Far more damaging, dangerous and short-sighted IMHO was the U.S./European decision to push all of eastern Europe into the NATO alliance, which militarized the entire tug-of-war about influence unnecessarily. How much different would the Ukrainian internal instability look if there were no likelihood of the country’s eastern border becoming the forward line of western military power? At the end of the Soviet era, there was a fairly explicit agreement, as I recall, not to pull Poland, Czechoslovakia and Hungary into the military planning arm of Russia’s historical adversaries, which sounded like good sense at the time. But triumphant neocons in both parties quickly kaboshed that, and now the Ukraine is a geopolitical billiard ball.

Speaking of bipartisanship, the State Dept poobah Victoria Nuland, notorious for her bugged “Fuck the EU” call to the U.S. ambassador, is married to Bush neocon favorite Robert Kagan. So no one gets off the hook—this is U.S. national policy.

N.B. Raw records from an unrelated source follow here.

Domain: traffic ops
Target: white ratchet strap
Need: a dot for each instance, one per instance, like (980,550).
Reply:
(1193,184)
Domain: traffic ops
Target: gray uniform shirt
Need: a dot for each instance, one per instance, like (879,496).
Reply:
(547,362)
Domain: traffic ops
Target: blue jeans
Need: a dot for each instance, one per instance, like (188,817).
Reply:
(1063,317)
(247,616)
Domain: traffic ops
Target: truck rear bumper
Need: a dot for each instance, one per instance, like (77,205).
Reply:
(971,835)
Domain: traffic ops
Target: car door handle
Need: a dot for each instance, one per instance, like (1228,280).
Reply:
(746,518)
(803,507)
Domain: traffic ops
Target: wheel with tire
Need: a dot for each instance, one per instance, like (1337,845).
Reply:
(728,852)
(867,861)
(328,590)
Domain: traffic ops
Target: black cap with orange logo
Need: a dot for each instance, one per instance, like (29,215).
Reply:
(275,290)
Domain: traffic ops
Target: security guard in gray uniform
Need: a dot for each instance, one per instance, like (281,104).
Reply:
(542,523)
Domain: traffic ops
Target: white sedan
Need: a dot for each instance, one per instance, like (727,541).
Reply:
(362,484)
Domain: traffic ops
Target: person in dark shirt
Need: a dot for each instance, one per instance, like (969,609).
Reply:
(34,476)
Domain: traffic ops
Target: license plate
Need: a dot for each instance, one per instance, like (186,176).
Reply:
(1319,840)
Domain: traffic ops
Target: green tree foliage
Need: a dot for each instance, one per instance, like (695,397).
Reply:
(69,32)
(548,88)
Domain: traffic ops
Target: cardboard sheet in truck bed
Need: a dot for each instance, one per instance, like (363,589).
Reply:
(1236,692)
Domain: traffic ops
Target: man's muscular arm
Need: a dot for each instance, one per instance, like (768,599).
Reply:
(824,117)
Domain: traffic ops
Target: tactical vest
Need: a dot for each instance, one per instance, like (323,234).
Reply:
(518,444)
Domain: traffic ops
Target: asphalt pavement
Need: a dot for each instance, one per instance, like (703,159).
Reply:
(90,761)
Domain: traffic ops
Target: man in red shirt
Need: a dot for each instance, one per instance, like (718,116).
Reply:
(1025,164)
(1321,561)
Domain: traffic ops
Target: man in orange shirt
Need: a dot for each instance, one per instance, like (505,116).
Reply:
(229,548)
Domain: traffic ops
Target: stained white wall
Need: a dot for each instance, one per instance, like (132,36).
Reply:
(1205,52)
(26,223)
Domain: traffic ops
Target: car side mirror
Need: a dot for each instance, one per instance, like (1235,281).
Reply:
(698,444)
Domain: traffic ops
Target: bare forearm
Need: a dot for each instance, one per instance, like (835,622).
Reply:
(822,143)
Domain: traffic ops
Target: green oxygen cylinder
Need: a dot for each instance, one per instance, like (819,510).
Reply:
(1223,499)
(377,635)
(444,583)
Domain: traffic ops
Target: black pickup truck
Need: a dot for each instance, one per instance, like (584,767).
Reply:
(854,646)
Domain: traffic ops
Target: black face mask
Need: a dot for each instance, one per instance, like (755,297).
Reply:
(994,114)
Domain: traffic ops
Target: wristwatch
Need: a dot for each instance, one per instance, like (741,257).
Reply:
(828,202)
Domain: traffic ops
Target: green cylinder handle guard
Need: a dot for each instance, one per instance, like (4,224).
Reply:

Did the geniuses in D.C. really think the Russians would stand by and permit the rise of a hostile regime in Ukraine that might want their navy out of the Crimea? Or to put it another way, would the U.S. be okay with a Russian-backed overthrow of the president of Mexico?

We should have seen this coming when people like John McCain appeared in the streets of Kiev to propel further attacks against the Yanukovych government. Whatever healthy, reasonable, homegrown demands were involved in the popular uprising could then easily be obscured by people quick to detect the hand of the enemy—or was this the intention all along? We can safely assume that neither side has any particular interest in whether the Ukrainians live in a secure, prosperous country. But the rest of us can think about that and leave our Manichean certainties aside.